What exactly was it that generated the record-smashing DDoS of 620 Gbps against my site this week? Was it a space-based weapon of mass disruption built and tested by a rogue nation-state, or an arch villain like SPECTRE from the James Bond series of novels and films? If only the enemy here was that black-and-white.

No, as I reported in the last blog post before my site was unplugged, the enemy in this case was far less sexy. There is every indication that this attack was launched with the help of a botnet that has enslaved a large number of hacked so-called “Internet of Things,” (IoT) devices — mainly routers, IP cameras and digital video recorders (DVRs) that are exposed to the Internet and protected with weak or hard-coded passwords. Most of these devices are available for sale on retail store shelves for less than $100, or — in the case of routers — are shipped by ISPs to their customers.
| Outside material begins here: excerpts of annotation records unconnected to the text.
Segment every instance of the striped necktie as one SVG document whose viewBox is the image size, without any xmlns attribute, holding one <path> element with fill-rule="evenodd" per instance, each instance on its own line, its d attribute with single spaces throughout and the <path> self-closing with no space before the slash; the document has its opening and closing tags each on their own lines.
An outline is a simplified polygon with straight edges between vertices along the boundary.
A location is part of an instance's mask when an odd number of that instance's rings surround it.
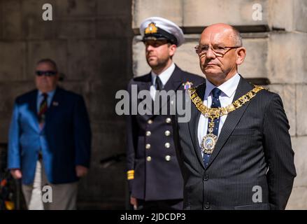
<svg viewBox="0 0 307 224">
<path fill-rule="evenodd" d="M 39 106 L 39 111 L 38 111 L 38 122 L 39 122 L 39 127 L 41 128 L 41 130 L 43 129 L 45 125 L 45 113 L 48 108 L 48 105 L 47 102 L 48 94 L 47 93 L 43 93 L 42 95 L 43 97 L 43 99 L 41 102 L 41 104 Z"/>
<path fill-rule="evenodd" d="M 222 93 L 222 90 L 218 89 L 218 88 L 214 88 L 213 90 L 212 90 L 212 104 L 211 104 L 211 108 L 218 108 L 218 107 L 221 107 L 221 103 L 220 102 L 219 97 L 220 95 Z M 211 121 L 211 119 L 208 118 L 208 129 L 207 129 L 207 134 L 209 133 L 209 123 Z M 220 125 L 220 118 L 218 118 L 217 119 L 214 119 L 214 130 L 213 130 L 213 134 L 215 134 L 215 136 L 218 135 L 218 127 L 219 127 L 219 125 Z M 208 164 L 209 162 L 209 159 L 210 159 L 210 154 L 206 154 L 204 153 L 204 164 L 205 164 L 205 167 L 208 166 Z"/>
</svg>

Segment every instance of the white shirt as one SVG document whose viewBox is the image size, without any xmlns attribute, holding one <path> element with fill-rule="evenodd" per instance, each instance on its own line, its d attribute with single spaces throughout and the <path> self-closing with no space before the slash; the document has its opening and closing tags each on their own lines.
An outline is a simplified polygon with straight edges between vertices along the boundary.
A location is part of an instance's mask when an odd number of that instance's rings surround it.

Some readers on Twitter have asked why the attackers would have “burned” so many compromised systems with such an overwhelming force against my little site. After all, they reasoned, the attackers showed their hand in this assault, exposing the Internet addresses of a huge number of compromised devices that might otherwise be used for actual money-making cybercriminal activities, such as hosting malware or relaying spam. Surely, network providers would take that list of hacked devices and begin blocking them from launching attacks going forward, the thinking goes.
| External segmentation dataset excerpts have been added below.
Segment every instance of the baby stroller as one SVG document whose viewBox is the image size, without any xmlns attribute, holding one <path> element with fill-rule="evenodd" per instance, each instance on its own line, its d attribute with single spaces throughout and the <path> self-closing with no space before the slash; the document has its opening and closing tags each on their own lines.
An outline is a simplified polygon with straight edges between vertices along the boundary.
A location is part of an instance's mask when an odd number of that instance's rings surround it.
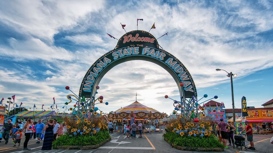
<svg viewBox="0 0 273 153">
<path fill-rule="evenodd" d="M 235 145 L 236 145 L 236 148 L 238 147 L 241 147 L 241 150 L 243 149 L 243 146 L 244 146 L 244 148 L 246 149 L 247 148 L 245 146 L 245 143 L 244 142 L 245 138 L 241 135 L 236 135 L 234 136 L 234 139 L 235 139 L 235 142 L 234 142 L 234 145 L 233 145 L 233 148 L 235 148 Z"/>
</svg>

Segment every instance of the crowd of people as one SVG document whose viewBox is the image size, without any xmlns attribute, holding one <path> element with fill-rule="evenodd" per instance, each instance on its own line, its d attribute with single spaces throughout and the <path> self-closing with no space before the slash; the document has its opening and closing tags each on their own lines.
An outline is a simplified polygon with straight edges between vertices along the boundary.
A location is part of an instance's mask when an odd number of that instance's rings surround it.
<svg viewBox="0 0 273 153">
<path fill-rule="evenodd" d="M 13 147 L 20 146 L 23 132 L 25 133 L 25 140 L 24 142 L 23 150 L 29 150 L 28 148 L 28 144 L 29 140 L 32 137 L 37 139 L 36 143 L 41 143 L 43 140 L 42 150 L 51 150 L 52 143 L 57 137 L 62 135 L 66 131 L 64 124 L 60 124 L 57 119 L 48 120 L 45 125 L 39 119 L 38 122 L 33 122 L 31 119 L 28 119 L 25 123 L 21 120 L 14 124 L 12 120 L 8 120 L 3 126 L 3 138 L 5 140 L 5 144 L 8 144 L 9 138 L 12 138 Z M 63 124 L 64 124 L 63 125 Z"/>
</svg>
The sheer disproportionality of the attack made one of his Krebs readers notes that this is odd, it’s like the Death Star being tested out on the Millennium Falcon, rather than Alderran, but Krebs notes that with connectivity providers ignoring a very basic 12 year old protocol, (BCP38) it’s more like there are an infinite supply of cloned warriors.  (Mostly, I prefer not to use Star Wars analogies myself.)

My thought is that this was a test. Krebs on Security was a well protected target, but taking it off line for a few days is not a huge deal in the scheme of things.

I think that it was a dress rehearsal, and so the question is what is going to be the main event.